Monday, June 25, 2012

Week 2 J. Zhang


This week I spent my time among the reading room, MRI scanning room, and my laboratory. In the reading room, I came across several interesting cases.
  • A patient came in, claiming back ache. CT shows a hyper-intensity spot in the intervertebral disc between T7 and T8. The intensity of the spot is much higher than the spine itself, which make us wonder what exactly in that spot. There is no sign of cancer or abnormality in the surrounding tissue. One possibility is trauma.
  • CT is also used to follow up surgical implants, mainly bone fixation. I personally think CT is superior in this area compared to MRI because of the imaging speed, the compatibility issue, and the strong contract between the fixation sites (hyper-intensity) and the surrounding soft tissue (hypo-intensity). The cases I saw were mostly spine fixation.
  • A stroke patient came in. First CT images showed obvious perfusions in the left brain. 90 minutes later, MRI was performed. Interestingly no obvious perfusion was shown on T2 FLAIR. Typically, T2FLAIR is sensitive to perfusion. Doctors believed it might be due to the fact that the local tissues were hyper-acute. Second CT, 18 hours after the first CT, showed further progression of the perfusion.  
  • On a patient’s MR images, a black hole was observed in the right ICA. Similar situation happened to another patient’s MR images a few weeks ago. It was suspected that the black hole was an artifact from the 3T MRI scanner. Patients were told to be re-scanned in the 1.5T scanner.  

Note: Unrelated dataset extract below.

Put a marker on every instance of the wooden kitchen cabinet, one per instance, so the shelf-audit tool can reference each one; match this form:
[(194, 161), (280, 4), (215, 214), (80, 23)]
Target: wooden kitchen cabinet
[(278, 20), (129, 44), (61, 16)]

In the MRI scanning room, I observed a cardiac MRI using cine imaging. It is a MRI technique used to take ‘real time’ sequential images for patient’s beating heart for functional evaluation. With the assistance of contracting agent, blood flow, heart valve movement, and muscle contractions can be seem in ‘real time’. During imaging, patients are told to hold their breath to avoid motion artifacts. Each cycle takes about 12 seconds. 12 imaging cycles are performed.
It is worth noticing that cine is not really ‘real time’. The scanner samples partial K-space during each heartbeat. The imaging cycle repeats until K-space is fully sampled. Then the entire sampling process restarts at a slightly different time point of the heartbeat in order to acquire next frame. Therefore, assumption has been made that heartbeats are almost identical through the time of sampling.